Everything around LLMs is still magical and wishful thinking
Crypto vs. LLMs: Similar Hype, Different Substance
- Some see “it’s crypto all over again”: heavy marketing, exaggerated claims, and a social environment where criticism is dismissed.
- Others argue the analogy is shallow: crypto never found broad legal-economy uses beyond censorship‑resistant payments (though that’s life-or-death useful for some), whereas LLMs already have many mainstream, non-speculative applications.
- A recurring point: both fields suffer from dishonest or naive overpromising, which drives away people who might benefit from a sober understanding.
Real-World Utility Reports
- Strong positive anecdotes:
- Classifying invoices, data science tasks, PCAP analysis, transcribing and mining thousands of calls, summarizing large text corpora, drafting legal documents, research assistance, and brainstorming.
- Code help: debugging, boilerplate, refactors, unit tests, SQL, “rubber-duck” architecture discussions; some claim 2–5x personal output, a few claim “LLMs write nearly all my production code” with human review.
- Many treat LLMs as high-level languages or “thinking partners” rather than autonomous agents.
Limits, Failure Modes, and Trust
- Frequent failure modes: hallucinated APIs, protocols, citations, laws; ignoring project docs; forgetting instructions; weak math; poor performance in niche stacks or complex architecture; brittle behavior across sessions.
- Strong warnings against use for mission-critical code, safety‑critical systems, or unsupervised legal filings; multiple external examples of AI-caused legal errors are cited.
- Several stress that LLMs can make users feel productive while quietly injecting subtle bugs or conceptual slop.
Productivity Claims and Measurement Problems
- Practitioners report modest average gains (often ~10–30%) rather than “10x”, due to non-coding overheads and review costs.
- Management fixates on headline multipliers; internal “success” metrics are often narrow or methodologically weak.
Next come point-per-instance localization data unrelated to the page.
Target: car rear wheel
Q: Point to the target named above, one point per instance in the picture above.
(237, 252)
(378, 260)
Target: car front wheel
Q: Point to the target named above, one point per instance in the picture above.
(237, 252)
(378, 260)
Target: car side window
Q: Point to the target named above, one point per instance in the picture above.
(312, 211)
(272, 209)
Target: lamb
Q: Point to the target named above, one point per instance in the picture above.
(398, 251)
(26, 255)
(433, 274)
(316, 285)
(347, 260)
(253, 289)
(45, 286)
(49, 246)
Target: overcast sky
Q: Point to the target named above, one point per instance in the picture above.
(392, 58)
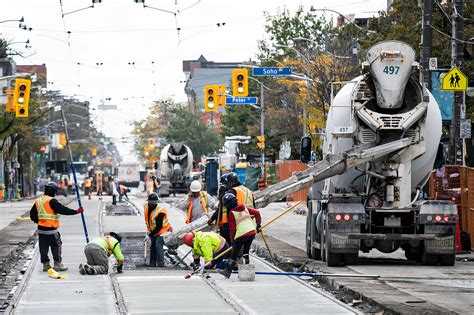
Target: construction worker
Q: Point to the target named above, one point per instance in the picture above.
(243, 194)
(197, 202)
(156, 185)
(46, 212)
(242, 230)
(88, 187)
(220, 216)
(98, 252)
(157, 224)
(207, 245)
(123, 190)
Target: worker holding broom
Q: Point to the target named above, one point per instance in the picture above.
(242, 230)
(207, 245)
(156, 220)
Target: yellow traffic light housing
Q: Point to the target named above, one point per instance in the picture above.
(10, 106)
(240, 82)
(211, 98)
(261, 142)
(151, 143)
(21, 97)
(221, 95)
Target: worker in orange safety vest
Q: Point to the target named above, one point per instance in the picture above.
(157, 224)
(197, 203)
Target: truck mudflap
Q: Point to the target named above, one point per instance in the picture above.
(434, 243)
(341, 243)
(440, 245)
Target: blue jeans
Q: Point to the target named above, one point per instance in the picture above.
(157, 256)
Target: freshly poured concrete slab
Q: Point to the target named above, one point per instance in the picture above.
(279, 294)
(168, 292)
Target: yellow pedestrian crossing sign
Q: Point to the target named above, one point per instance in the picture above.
(454, 80)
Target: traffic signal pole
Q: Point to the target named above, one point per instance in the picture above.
(262, 128)
(74, 175)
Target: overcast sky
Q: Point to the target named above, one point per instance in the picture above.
(118, 32)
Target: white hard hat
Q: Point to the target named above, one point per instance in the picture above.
(195, 186)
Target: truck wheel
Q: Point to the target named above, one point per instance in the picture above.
(447, 260)
(412, 253)
(430, 259)
(351, 259)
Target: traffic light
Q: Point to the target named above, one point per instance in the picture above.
(62, 140)
(151, 143)
(221, 95)
(210, 98)
(240, 82)
(21, 97)
(10, 106)
(261, 142)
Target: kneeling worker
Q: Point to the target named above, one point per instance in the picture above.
(207, 245)
(98, 252)
(156, 220)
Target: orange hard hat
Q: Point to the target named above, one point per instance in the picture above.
(188, 239)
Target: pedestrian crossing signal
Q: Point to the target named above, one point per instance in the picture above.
(454, 80)
(240, 82)
(211, 98)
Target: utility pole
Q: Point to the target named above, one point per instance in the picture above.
(262, 127)
(457, 59)
(426, 42)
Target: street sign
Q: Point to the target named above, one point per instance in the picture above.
(454, 80)
(465, 129)
(240, 100)
(272, 71)
(433, 63)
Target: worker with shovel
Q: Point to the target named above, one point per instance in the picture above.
(207, 245)
(46, 212)
(242, 230)
(157, 224)
(98, 252)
- The article’s main critique, echoed by some commenters: sweeping claims (“Claude writes most of X’s code”, “I’m 5x everyone else”) are anecdotal, unverifiable, and lack crucial context (domain, baseline skill, quality standards, review rigor).
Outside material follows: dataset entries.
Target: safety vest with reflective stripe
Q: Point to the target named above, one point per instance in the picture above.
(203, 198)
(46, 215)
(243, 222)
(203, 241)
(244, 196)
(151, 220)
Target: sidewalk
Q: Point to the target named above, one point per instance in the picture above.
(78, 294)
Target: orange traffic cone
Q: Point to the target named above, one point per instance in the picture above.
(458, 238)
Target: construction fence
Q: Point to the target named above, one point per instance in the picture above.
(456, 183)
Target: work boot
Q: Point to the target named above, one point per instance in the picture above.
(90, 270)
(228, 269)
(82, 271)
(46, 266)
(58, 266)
Economics, Cost, and Open Models
- Debate over sustainability: huge training spend vs currently limited impact on GDP and heavy VC subsidies.
- Open-weight models (e.g., Llama family, Qwen) are seen as a check on API pricing and vendor moats; legal attacks on them could shift power back to a few incumbents.
- Many expect strong local models on consumer hardware to be “good enough” for most work, even if bleeding edge remains centralized.
Workflows, Methodology, and “Prompt Engineering”
- Effective users describe careful, iterative workflows: targeted prompts into known code regions, explicit test planning, checklist-driven agents, and strict human auditing.
- Others find that writing robust prompts and then verifying output can take as long as doing the work manually, especially for novel problems or messy legacy systems.
- General consensus: LLMs amplify good engineers and good processes; in weak contexts they mainly accelerate the production of low-quality output.
Broader Impacts and Open Questions
- Concern about: erosion of junior roles and skill pipelines, AI-generated “slop” in codebases and documents, overhype driving bad management decisions and premature layoffs.
- Some foresee large efficiency gains in “manual data pipelining” and back-office work, with humans shifting toward verification and liability-bearing roles.
- Safety issues like prompt injection and limited context are flagged as fundamental, under-addressed constraints.
- Many commenters reject both “magic” and “useless” extremes, calling for rigorous, domain-specific evaluation rather than vibes-based extrapolation.